Recently, FD-OCT image reconstruction followed the trend towards the use of massive parallel computing utilizing cheap and fast graphics processing units (GPUs) in highly parallelizable tasks like image processing to accelerate numerical signal processing, instead of slower central processing units (CPUs).¹⁷^–²² A GPU with hundreds of processing cores provides highly parallel computational capability to FD-OCT in which processing for each depth scan is identical and independent. Simple access to program the hardware provided by conversion software—together with an extension from 16-bit to 32-bit and, for scientific application, 64-bit floating point arithmetic for large matrices—has advanced this platform to a stage that permits fast implementation of complex algorithms. In raster-scanning DEFR OCT, individual depth scans can be treated independently, which leads to a well parallelizable problem.
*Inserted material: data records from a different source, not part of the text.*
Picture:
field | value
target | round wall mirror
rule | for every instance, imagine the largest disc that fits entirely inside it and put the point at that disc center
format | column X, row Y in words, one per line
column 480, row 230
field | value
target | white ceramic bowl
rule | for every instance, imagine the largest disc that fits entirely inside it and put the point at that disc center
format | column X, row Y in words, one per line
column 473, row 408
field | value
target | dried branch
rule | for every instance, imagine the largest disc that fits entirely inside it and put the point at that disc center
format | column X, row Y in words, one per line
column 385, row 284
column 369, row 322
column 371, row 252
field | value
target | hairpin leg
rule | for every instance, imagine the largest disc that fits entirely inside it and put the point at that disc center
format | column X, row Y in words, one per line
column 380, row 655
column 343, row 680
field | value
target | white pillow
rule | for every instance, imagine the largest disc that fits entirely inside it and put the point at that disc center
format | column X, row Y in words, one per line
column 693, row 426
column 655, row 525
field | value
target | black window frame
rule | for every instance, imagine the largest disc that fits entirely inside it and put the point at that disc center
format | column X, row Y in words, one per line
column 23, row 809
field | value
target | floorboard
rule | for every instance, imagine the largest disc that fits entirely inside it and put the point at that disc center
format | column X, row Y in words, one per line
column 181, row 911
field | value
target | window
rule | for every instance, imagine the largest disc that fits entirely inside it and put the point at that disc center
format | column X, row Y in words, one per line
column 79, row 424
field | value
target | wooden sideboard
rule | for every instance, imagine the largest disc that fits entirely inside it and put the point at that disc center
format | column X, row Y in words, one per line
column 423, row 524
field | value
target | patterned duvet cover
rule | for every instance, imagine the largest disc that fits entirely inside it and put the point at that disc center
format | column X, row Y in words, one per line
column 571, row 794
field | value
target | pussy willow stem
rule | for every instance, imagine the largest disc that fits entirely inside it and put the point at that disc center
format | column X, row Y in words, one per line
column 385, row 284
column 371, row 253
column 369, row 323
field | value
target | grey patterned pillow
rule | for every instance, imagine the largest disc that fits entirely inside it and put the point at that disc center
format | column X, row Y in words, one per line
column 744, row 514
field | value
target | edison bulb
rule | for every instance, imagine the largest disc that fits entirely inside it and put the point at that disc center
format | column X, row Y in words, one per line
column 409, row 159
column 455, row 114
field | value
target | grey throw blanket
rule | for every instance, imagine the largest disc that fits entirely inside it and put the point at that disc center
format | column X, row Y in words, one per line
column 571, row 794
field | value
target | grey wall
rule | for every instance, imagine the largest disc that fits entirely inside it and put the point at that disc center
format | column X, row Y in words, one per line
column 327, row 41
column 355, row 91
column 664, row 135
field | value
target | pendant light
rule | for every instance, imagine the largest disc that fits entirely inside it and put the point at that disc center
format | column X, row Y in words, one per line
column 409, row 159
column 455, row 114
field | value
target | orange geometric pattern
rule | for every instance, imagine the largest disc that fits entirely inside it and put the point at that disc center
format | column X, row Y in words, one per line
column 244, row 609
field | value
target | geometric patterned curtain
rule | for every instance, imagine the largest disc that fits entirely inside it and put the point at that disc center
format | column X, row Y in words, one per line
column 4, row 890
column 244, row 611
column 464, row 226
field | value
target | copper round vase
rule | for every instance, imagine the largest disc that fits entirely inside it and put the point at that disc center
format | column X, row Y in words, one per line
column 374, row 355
Computational complexity in FD-OCT reconstruction is primarily attributed to the digital Fourier transform, which scales non-linearly [ $\propto n \cdot \log (n)$ ] with the number of samples $n$ within a depth scan. Up to now for standard FD-processing, a computational speed (excluding the transfer of data between host PC and GPU) of $> 3 million depth scans / s$ (1024 samples in each depth scan) using a GPU has been achieved, enabling real-time 4-D visualization of FD-OCT images.²¹ GPU-based processing is becoming an important component in high-speed, low-cost FD-OCT systems.

In this work, we developed a GPU-based implementation of the fast-DEFR algorithm for real-time display of full-range FD-OCT images. The complete processing for FD-OCT, including background subtraction, up-sampling, $k$ -space linearization, spectral shaping, and DEFR, has been implemented on a GPU. Including the time taken for data transport between host and GPU memory, the GPU-based fast DEFR achieved a maximum processing speed of $\sim 21,000 depth-scans / s$ for $2048 samples / depth$ scan and 10 iterations, sufficient for real-time video rate visualization for high resolution applications.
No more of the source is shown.